Leibniz Universität Hannover, Institut für Gestaltungspraxis und Kunstwissenschaft (IGK)

An der Leibniz Universität Hannover finden Vignetten seit 2018 am Institut für Gestaltungspraxis und Kunstwissenschaft Beachtung, um sie insbesondere für das Feld ästhetischer Bildung fruchtbar zu machen. Die Fülle, Vielschichtigkeit und Dynamik der Erfahrung an, mit und durch Kunst bedarf eines Reflexionsinstruments, das zum einen der Perspektivität, dem Einlassen auf Offenheit und der Abkehr von vorgefassten Bedeutungen gerecht wird und zum anderen auch die persönlichen, oft nicht mit standardisierten Verfahren zu fassenden Erfahrungen wahrnehmbar machen kann. Ästhetische Erkenntnis- und Bildungsprozesse initiieren sich insbesondere aus der Erfahrung des Berührtwerdens, der Irritation, des Staunens und Aufmerksamwerdens. Vignetten vermögen gerade diese Momente gelebter Erfahrung zu verdichten und für den weiterführenden reflexiven Zugriff zu vergegenwärtigen.
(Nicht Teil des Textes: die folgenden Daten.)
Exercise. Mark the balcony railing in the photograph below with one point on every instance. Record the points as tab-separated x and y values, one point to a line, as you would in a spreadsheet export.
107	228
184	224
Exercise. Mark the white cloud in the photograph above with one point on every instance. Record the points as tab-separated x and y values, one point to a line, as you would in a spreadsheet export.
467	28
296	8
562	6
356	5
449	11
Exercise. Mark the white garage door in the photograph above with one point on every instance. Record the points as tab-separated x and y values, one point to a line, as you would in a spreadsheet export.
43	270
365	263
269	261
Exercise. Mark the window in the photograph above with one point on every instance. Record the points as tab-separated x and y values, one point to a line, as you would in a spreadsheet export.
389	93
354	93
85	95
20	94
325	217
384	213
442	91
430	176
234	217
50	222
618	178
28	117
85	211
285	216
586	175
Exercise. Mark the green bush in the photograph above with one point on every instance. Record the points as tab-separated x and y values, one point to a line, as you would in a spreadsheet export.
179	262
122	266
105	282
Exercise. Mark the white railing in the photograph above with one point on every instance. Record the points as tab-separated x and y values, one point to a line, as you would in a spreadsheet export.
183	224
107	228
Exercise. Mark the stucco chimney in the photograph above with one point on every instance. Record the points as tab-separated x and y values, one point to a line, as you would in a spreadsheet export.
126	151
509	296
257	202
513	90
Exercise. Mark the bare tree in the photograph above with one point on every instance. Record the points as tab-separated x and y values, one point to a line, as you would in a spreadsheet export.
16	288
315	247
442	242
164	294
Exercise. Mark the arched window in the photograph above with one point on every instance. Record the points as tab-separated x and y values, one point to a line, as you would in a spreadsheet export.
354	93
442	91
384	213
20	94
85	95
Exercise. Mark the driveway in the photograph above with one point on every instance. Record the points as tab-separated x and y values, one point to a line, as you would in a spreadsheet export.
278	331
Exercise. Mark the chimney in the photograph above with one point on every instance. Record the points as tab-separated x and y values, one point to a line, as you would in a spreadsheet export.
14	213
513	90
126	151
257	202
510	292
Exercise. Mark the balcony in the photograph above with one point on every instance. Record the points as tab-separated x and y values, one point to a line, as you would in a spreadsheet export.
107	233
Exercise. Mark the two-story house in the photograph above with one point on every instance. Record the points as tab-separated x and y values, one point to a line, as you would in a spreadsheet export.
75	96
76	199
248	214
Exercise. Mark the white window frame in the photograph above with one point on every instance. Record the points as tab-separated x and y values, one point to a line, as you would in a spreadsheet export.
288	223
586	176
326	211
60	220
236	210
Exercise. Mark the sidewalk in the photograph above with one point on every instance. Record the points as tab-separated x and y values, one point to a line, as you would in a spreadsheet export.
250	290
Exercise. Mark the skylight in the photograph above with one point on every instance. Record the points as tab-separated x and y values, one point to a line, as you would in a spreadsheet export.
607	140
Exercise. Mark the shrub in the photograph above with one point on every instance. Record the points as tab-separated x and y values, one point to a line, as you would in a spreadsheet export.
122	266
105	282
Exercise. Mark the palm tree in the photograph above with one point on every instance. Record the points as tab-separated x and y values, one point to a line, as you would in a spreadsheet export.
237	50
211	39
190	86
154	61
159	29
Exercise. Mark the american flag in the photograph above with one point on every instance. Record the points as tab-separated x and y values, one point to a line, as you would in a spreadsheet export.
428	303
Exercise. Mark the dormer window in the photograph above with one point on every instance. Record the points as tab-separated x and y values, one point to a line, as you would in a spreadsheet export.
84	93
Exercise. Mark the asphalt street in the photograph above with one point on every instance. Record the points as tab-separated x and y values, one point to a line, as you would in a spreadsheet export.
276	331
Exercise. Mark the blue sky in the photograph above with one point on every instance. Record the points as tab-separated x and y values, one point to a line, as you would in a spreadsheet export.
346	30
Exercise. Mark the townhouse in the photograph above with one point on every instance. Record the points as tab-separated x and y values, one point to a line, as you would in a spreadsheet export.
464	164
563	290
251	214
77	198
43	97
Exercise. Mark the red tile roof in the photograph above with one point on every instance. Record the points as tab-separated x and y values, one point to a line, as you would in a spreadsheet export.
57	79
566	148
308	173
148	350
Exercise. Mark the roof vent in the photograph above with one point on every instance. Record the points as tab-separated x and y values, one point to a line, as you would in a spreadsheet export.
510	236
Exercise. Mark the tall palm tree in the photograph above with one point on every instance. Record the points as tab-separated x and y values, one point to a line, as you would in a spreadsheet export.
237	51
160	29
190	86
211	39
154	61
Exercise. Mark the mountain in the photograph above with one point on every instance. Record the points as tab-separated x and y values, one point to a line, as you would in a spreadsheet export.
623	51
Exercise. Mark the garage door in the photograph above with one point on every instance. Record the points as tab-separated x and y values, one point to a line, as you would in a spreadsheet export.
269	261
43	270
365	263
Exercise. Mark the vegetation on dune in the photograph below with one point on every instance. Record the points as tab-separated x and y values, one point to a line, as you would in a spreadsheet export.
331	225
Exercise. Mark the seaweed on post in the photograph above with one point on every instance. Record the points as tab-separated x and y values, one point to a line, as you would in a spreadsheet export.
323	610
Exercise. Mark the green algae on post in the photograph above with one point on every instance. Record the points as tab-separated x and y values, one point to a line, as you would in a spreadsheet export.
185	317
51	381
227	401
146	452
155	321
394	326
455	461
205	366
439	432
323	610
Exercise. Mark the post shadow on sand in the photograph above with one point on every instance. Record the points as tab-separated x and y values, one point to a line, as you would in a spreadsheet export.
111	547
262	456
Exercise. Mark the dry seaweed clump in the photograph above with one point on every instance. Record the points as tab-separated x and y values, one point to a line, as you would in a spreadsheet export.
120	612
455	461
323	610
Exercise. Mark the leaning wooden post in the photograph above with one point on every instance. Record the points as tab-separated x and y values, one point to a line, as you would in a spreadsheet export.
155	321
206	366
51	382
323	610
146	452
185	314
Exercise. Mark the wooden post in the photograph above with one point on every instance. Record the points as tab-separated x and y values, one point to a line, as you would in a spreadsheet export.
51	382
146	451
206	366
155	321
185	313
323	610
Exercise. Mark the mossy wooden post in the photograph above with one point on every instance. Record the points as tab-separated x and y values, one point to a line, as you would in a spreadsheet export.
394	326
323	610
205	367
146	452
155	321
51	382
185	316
Das Potenzial des Einsatzes von Vignetten wird am Institut für Gestaltungspraxis und Kunstwissenschaft in zwei Forschungsprojekten untersucht. Im Rahmen des EU-Projekts ProLernen entwickelt ein Team rund um Agnes Bube von November 2020 bis November 2022 zum Zwecke der Professionalisierung von angehenden Pädagog*innen sowie pädagogischen Führungskräften eine Handreichung basierend auf der Vignettenmethodologie und arbeitet Schulungsmodule für angehende Pädagog*innen im Bereich der Sonderpädagogik aus. Des Weiteren kooperieren Agnes Bube und Evi Agostini (Universität Wien) seit 2018 im Rahmen des Projekts „Am Phänomen orientiert: Kunstvermittlung ‚Nah am Werk‘ und Vignettenforschung. Potenziale der Forschungen über ästhetische Bildung im wahrnehmenden Zugang“.